EMERYVILLE, Calif. — Fear, anger, disgust, sadness and joy have taken over Pixar headquarters, and things are going great.

The Oscar-winning animation studio is celebrating the completion of “Inside Out,” a film that features each of those emotions as personified characters controlling operations inside in a little girl’s head.

Sculptures, sketches, paintings and other concept art from the film 5½ years in the making fills a gallery at the studio’s resort-like headquarters in Northern California. Some 350 artists and technicians collaborated under the direction of Pete Docter (“Up,” “Monsters, Inc.”) to bring the imaginative adventure to life.

“Inside Out” tells a story of two worlds — the external, human world and the internal landscape of the mind — and how they influence one another. As 11-year-old Riley navigates the human world, including a move from her native Minnesota to San Francisco, her mind’s staff of emotions handle her internal goings-on.

The film is set for release June 19.

Joy (Amy Poehler) was the de facto leader of the emotion team, but when she and Sadness (Phyllis Smith) get lost deep in the recesses of Riley’s subconscious, Fear (Bill Hader), Anger (Lewis Black) and Disgust (Mindy Kaling) are left in charge. Joy and Sadness, with the help of a character named Bing Bong, must bridge their differences to ensure Riley’s happiness and the ongoing development of her personality — heady territory for an animated, family film.

With the project recently completed, Docter and producer Jonas Rivera invited reporters to Pixar to explain why “Inside Out” was so time-consuming.

Animated movies typically take longer than live action to produce because everything has to be built — not only the sets and costumes but the characters and cameras.

On this film, though, the artists had to create entire worlds.

“Inside Out” started with an idea from Docter inspired by his daughter, who’d gone from an outgoing, happy kid to a quiet, sullen pre-teen. He imagined a story set inside a little girl’s mind that explored what went on in there.

His team met with neuroscientists and psychologists to learn some basics about emotion, memory and mind function.

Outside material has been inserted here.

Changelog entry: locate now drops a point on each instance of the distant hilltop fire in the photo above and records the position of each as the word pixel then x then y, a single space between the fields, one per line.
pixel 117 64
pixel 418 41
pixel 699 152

Then it was up to the story artists to develop characters based on that information, conceptualize how they should look and act and come up with a script. Meanwhile, production designer Ralph Eggleston was dreaming up what the world of mind and personality might look like.

“It was an intellectual idea we had to conceptualize,” he said. “The biggest challenge was what is the mind?”

Filming comes next, before animation, inverting the familiar lights-camera-action formula.

“In animation, it’s camera, action, lights,” said director of photography Patrick Lin.

Animators — a team of 45 in the case of “Inside Out” — give expression and personality to the characters. It takes about a week to produce three seconds of animation, said directing animator Jamie Roe.

Lighting comes last, and it functions like a cinematographer would on a live-action film, shaping the shot and directing the eye, said lighting artist Angela Reisch. Like animation, lighting each scene is a painstaking process, and artists can complete only a few shots a week.